Watched this video ten times last week and kept laughing. Ujju and Gujju had to share a bicycle at Sirsi. Ujju was the rider and Gujju was the pillion rider who sad in the front. It looked like Ganesh and Pooja Gandhi together. And just as Sanki was capturing these golden moments, something happened. Ujju lost balance and they fell down in classic slow motion. Sanki could not keep himself steady and started laughing putting the camera out of focus.

Aslam's place. We reached there after spending some amazing time at Sanki's place. We were not prepared for the reception we eventually got. Everybody in Aslam's street came out of their houses. Gujju, amazed by the attention innocently asks us 'Maga, should we wave back at them?'

Aslam's place. Everybody was keen to see the girl in the opposite house. We tried to catch a glimpse of the girl, but thanks to sanki's ill timed whistle ringtone we had to hide. The girl went inside and in a moment the light went off.

This was something I never witnessed but the description of the event by Tapas himself was enough to make it memorable. Gujju tried to exhibit his vocal skills by singing 'Tu dhoop hai'. Still remember how we laughed at that.

Gujju is an amazing artist. He is a master of languages. He successfully translated a famous Kannada song which resulted in the line 'In me chest sweet Kolahala is comes'.

Gujju and Aslam also started the trend of 'Memento'. The lesser said about it the better. But it was awesome fun.

How can I forget the day when My club Barcelona Beat Man U and we witnessed this at Ujju's place. I was the only Barcelona fan that day among 9 people and yes as soon as the lights went off, I became the football.

At that time, being together meant we could do anything. That was the kind of confidence you guys gave me. You taught me what friendship is and I became the proudest guy on the earth.

PAIN

Now, I am left staring at the photograph and wondering "What the fuck went wrong?"(The language will get worse from her, so if you are a girl I recommend u to go back to facebook. Thank you for reading) Why has things changed so much. We stopped playing football and started spending more time at our college parking lot. We started watching really dumb movies in theaters. Our cameras never had any more group photos of ours. The seven of us never posed again for a photo together. We were never a group, we were seven good friends who had great understanding and now we had become nothings. We started worrying about what situations it would create if we stood together for a photograph. Why the fuck did that happen?
We went together to the most stupid of fests with none of us participating but why on the earth couldn't u come to support me when I did and Shaw performed in some of them?? (Yeah I am complaining about it, but I m doing it to you guys, you're my best friends)
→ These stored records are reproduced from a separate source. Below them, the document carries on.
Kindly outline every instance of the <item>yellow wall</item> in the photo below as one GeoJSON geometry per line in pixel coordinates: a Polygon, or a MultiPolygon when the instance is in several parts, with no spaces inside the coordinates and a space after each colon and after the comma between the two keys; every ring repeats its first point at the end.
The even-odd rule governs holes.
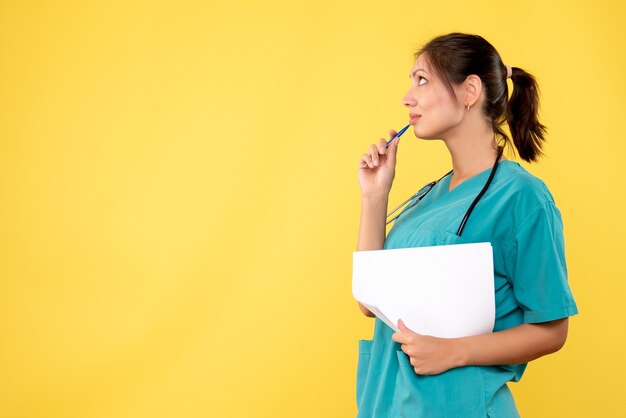
{"type": "MultiPolygon", "coordinates": [[[[1,3],[0,416],[354,416],[358,157],[452,31],[549,128],[580,314],[519,410],[624,416],[624,3],[298,3],[1,3]]],[[[394,205],[450,166],[404,141],[394,205]]]]}

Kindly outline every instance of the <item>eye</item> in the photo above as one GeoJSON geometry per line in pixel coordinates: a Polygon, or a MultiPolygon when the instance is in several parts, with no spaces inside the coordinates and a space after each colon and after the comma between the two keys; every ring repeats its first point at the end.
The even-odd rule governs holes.
{"type": "Polygon", "coordinates": [[[426,83],[428,83],[428,80],[426,80],[426,79],[425,79],[424,77],[422,77],[421,75],[418,75],[418,76],[417,76],[417,85],[418,85],[418,86],[421,86],[421,85],[425,84],[425,83],[422,83],[422,82],[421,82],[422,80],[424,80],[426,83]]]}

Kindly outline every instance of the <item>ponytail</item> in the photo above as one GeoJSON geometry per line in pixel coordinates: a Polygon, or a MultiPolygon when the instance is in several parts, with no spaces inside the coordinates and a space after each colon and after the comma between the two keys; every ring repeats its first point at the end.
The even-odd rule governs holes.
{"type": "Polygon", "coordinates": [[[533,162],[543,155],[546,126],[539,122],[539,87],[535,77],[521,68],[512,67],[513,93],[506,106],[513,144],[520,158],[533,162]]]}

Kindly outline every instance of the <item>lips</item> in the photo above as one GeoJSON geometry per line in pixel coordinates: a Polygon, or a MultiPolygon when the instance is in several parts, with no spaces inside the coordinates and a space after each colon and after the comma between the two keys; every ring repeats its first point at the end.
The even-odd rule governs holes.
{"type": "Polygon", "coordinates": [[[418,120],[419,118],[421,118],[421,117],[422,117],[422,115],[418,115],[418,114],[416,114],[416,113],[411,113],[411,114],[409,115],[409,117],[411,118],[411,120],[409,121],[409,123],[410,123],[410,124],[414,124],[415,122],[417,122],[417,120],[418,120]]]}

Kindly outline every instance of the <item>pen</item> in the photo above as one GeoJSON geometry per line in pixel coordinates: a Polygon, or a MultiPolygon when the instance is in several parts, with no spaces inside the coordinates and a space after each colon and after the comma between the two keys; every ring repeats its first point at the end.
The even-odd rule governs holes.
{"type": "Polygon", "coordinates": [[[393,138],[391,138],[389,141],[387,141],[387,145],[385,145],[385,148],[389,148],[389,144],[391,144],[391,141],[393,141],[394,139],[398,138],[399,136],[401,136],[408,128],[409,126],[411,126],[411,124],[409,123],[407,126],[405,126],[404,128],[400,129],[400,132],[398,132],[397,134],[395,134],[393,136],[393,138]]]}
{"type": "MultiPolygon", "coordinates": [[[[385,145],[385,149],[389,148],[389,144],[391,144],[391,141],[393,141],[394,139],[400,137],[403,133],[406,132],[407,129],[409,129],[409,126],[411,126],[411,124],[409,123],[407,126],[405,126],[404,128],[400,129],[400,132],[398,132],[397,134],[395,134],[393,136],[393,138],[391,138],[389,141],[387,141],[387,145],[385,145]]],[[[361,163],[361,168],[366,168],[367,167],[367,163],[364,161],[361,163]]]]}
Why the fuck have we stopped spending time together? What the fuck went wrong there? We could still have played football near Tapas' place. Why didn't we?

I'm not demanding answers here, these are just a few questions I kept asking myself.

ANGUISH:

Sanki's sister's marriage was the most awaited event for us since we became close friends. We dreamt of doing all the work there. It eventually happened, my eyes filled with tears when it happened. We also managed to serve food and become a part of the celebration in our style. Other than that and the time me, kat and ujju got lost in the woods, it turned out to be the worst trip ever to his place.

EPILOGUE:
I seriously do not know why I wrote this, but I know why I wrote this here. Nobody can come here and press a 'like' button or comment on it and have someone else 'like' the comment. This is MY space and I wanted to make sure I can put my thoughts without any inhibitions.
I sincerely hope that things get better but also realize that all good things come to an end. But moving on is a very hard thing. Maybe now, I can move on. I've done this personally too, but here it is. Aslam, Kat, Ujju, Sanki, Shaw and Gujju, I'm really sorry if something from my side triggered this and I apologize sincerely. Will always remember you when I see any word that relates to friendship. Love you guys. Good luck!